Chodron’s ancestors were the first cultivators in the Himalaya mountains, but they led a primitive life even as late as 1950.
The Lhoba have their own spoken language, but no written form. They once kept records by carving notches in wood or tying knots, and most speak Tibetan.
To avoid attacks by bigger clans, the Lhoba lived a sequestered life of hunting and planting highland barley and buckwheat. They also cut trees, processed timber and collected herbal medicines to trade for food occasionally.
Tourists have been coming to the Lhoba’s secret world since the 1990s, and completion of Mainling Airport in 2005 has freed visitors from troubled transport. To protect the environment, Mainling County receives at most 2,000 visitors per day, and visitors are not allowed to drive vehicles in the villages, leaving them at the tourist center instead.

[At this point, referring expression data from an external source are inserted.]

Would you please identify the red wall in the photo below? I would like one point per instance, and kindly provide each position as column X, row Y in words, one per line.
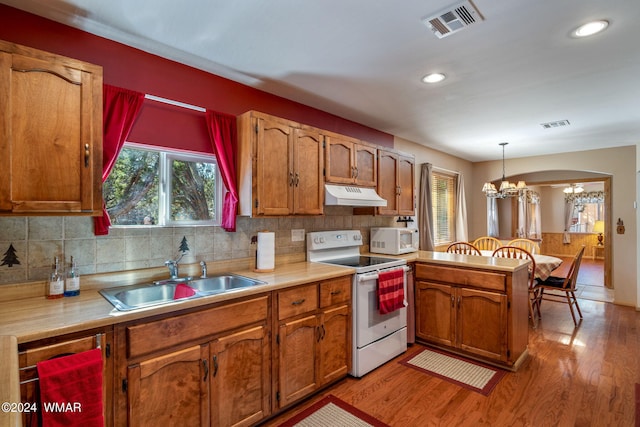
column 137, row 70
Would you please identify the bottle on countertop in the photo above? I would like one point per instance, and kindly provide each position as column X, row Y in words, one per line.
column 55, row 286
column 72, row 282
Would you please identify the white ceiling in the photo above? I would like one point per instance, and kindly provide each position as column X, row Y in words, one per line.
column 363, row 60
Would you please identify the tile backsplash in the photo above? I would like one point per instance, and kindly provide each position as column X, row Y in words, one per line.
column 29, row 244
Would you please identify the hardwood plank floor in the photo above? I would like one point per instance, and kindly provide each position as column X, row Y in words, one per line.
column 582, row 376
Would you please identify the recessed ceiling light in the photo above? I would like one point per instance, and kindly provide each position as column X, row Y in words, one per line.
column 433, row 78
column 590, row 28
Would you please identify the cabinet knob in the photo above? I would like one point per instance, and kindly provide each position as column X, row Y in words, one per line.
column 87, row 155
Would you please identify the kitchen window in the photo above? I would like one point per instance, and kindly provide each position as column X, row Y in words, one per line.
column 443, row 197
column 148, row 186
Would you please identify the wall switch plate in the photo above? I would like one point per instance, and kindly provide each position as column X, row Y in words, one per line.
column 297, row 235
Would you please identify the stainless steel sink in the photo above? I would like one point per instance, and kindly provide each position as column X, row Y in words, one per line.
column 223, row 283
column 126, row 298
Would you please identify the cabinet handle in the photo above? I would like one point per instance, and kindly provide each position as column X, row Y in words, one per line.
column 87, row 155
column 206, row 369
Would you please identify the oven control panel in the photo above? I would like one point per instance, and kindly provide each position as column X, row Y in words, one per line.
column 333, row 239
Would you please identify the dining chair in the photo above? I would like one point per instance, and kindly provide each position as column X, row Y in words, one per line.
column 563, row 288
column 487, row 243
column 464, row 248
column 516, row 252
column 527, row 244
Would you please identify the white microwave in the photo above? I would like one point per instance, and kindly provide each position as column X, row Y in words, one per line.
column 393, row 241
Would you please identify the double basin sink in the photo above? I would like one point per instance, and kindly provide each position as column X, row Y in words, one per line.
column 132, row 297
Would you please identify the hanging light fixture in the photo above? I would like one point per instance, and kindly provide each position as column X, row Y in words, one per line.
column 507, row 189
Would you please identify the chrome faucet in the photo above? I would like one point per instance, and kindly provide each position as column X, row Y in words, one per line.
column 203, row 267
column 173, row 268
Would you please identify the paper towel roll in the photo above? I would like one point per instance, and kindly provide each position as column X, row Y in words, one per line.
column 266, row 252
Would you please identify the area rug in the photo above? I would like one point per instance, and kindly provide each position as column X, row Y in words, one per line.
column 464, row 372
column 331, row 411
column 637, row 405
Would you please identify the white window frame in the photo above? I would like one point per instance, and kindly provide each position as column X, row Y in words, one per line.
column 165, row 186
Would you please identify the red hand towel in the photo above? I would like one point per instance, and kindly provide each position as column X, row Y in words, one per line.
column 391, row 290
column 183, row 291
column 71, row 390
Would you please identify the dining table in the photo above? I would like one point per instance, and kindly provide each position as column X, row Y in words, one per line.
column 545, row 264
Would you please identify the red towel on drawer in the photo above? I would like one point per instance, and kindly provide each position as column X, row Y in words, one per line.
column 183, row 291
column 391, row 290
column 71, row 390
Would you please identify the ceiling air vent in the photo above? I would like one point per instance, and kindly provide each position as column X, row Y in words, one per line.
column 453, row 19
column 556, row 124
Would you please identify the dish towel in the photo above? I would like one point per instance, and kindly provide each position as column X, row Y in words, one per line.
column 391, row 290
column 71, row 390
column 183, row 291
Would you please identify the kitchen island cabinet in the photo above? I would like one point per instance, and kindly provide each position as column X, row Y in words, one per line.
column 476, row 310
column 51, row 133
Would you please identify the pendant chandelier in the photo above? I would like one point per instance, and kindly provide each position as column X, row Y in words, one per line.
column 507, row 189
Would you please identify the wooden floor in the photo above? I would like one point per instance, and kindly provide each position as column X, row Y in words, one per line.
column 581, row 376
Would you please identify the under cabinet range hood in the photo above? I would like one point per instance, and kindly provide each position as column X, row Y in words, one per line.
column 345, row 195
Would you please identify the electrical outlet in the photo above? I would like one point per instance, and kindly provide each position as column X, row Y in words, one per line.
column 297, row 235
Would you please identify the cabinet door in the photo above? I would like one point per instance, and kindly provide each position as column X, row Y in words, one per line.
column 308, row 180
column 340, row 166
column 274, row 168
column 387, row 182
column 51, row 132
column 366, row 165
column 435, row 313
column 240, row 378
column 481, row 325
column 335, row 351
column 170, row 390
column 298, row 340
column 406, row 186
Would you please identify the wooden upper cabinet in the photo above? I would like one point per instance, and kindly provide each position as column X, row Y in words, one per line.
column 50, row 133
column 279, row 167
column 349, row 161
column 396, row 183
column 274, row 168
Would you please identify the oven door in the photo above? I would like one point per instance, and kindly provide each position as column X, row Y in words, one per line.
column 369, row 324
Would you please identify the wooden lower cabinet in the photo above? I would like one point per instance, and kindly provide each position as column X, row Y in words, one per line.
column 313, row 343
column 32, row 353
column 170, row 389
column 240, row 377
column 478, row 313
column 208, row 367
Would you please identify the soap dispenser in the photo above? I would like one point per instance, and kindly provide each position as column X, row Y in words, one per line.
column 55, row 286
column 72, row 282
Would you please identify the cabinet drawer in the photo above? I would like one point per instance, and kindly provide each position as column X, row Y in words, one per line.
column 463, row 277
column 161, row 334
column 335, row 291
column 297, row 301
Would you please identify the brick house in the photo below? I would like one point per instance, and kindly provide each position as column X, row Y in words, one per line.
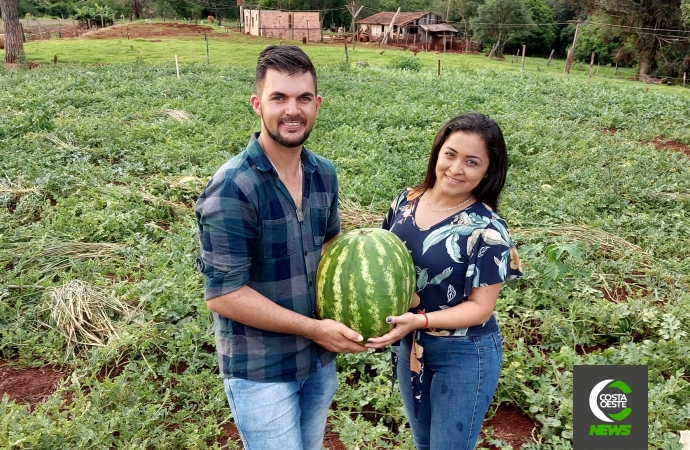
column 291, row 25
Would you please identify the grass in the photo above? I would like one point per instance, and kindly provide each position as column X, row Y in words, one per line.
column 238, row 49
column 99, row 176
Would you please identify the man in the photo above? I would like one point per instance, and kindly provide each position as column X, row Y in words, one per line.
column 263, row 221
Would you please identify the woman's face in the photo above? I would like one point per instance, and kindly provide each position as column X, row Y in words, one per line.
column 463, row 161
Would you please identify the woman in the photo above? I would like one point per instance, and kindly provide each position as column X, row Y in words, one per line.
column 450, row 355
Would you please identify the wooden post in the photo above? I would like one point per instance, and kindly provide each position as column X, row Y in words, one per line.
column 208, row 61
column 390, row 28
column 571, row 52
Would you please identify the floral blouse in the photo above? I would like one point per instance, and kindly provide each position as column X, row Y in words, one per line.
column 469, row 249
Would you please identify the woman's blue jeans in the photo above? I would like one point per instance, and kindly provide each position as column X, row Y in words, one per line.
column 282, row 416
column 459, row 380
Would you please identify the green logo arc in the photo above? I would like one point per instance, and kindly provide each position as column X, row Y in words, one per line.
column 621, row 386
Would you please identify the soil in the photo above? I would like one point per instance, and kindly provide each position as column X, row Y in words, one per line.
column 54, row 29
column 32, row 385
column 512, row 426
column 670, row 145
column 29, row 385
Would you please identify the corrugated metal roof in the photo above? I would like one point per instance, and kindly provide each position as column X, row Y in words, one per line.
column 384, row 18
column 438, row 27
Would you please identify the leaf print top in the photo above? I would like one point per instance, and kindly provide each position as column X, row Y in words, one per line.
column 469, row 249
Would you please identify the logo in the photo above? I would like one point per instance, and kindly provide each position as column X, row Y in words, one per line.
column 597, row 400
column 611, row 411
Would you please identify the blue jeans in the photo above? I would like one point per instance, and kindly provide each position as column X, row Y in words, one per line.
column 461, row 375
column 282, row 416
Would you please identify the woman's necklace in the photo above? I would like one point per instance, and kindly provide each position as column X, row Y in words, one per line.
column 445, row 209
column 296, row 196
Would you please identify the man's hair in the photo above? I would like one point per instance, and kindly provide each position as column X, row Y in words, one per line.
column 288, row 59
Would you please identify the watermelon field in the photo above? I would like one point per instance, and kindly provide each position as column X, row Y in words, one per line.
column 100, row 166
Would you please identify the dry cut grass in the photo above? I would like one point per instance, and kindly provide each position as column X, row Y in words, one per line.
column 353, row 216
column 84, row 315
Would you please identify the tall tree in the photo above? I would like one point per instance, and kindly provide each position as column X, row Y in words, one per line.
column 543, row 35
column 14, row 38
column 685, row 11
column 501, row 21
column 646, row 24
column 138, row 9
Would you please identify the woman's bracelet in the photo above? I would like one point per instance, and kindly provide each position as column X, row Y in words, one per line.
column 426, row 318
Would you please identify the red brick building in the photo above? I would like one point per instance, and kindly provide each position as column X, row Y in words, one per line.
column 282, row 24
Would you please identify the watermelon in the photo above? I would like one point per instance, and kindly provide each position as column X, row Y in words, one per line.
column 364, row 276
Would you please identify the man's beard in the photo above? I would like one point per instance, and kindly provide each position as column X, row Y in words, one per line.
column 286, row 142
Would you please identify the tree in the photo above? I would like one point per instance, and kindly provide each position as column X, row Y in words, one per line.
column 543, row 36
column 501, row 21
column 646, row 24
column 685, row 11
column 14, row 37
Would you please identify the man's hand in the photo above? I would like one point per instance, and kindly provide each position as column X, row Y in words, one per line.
column 403, row 325
column 336, row 337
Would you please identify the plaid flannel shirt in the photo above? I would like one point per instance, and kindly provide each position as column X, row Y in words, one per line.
column 250, row 235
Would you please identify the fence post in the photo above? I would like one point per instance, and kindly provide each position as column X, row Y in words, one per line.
column 208, row 61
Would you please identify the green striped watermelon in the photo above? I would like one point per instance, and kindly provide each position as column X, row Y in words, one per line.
column 364, row 276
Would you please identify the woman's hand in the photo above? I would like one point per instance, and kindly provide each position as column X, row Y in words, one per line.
column 403, row 325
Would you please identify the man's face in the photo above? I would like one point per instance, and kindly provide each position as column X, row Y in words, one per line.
column 287, row 105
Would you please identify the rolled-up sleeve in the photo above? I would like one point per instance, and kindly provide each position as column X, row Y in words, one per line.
column 333, row 226
column 228, row 233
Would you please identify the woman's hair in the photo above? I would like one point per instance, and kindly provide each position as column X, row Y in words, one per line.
column 488, row 130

A two-story white building with log cabins beside it is the home of villager Penba. As basic as it looks from the outside, the well-decorated rooms are full of modern household devices, including a television, washing machine and refrigerator.
Though the natural conditions are unfavorable, the Lhoba people have managed to glimpse the outside world through the magic of Weibo and WeChat, China’s most popular messaging and social networking platforms.
“Now we are no longer labeled barbarians, as eco-tourism has transformed hunters and loggers into cultural entertainers,” said the 50-year-old Penba.
All 176 villagers in Qionglin Village are covered by the national medical care system. For serious illnesses, reimbursements can reach as high as 80,000 yuan (US$13,064).
Gesang, chief of the county publicity office and the first Lhoba university graduate, believes that tourism has aroused the Lhoba people’s awareness of passing on their culture and preserving the ecological environment. “It’s our responsibility to carry on the Lhoba civilization as we try to keep pace with the times,” he said.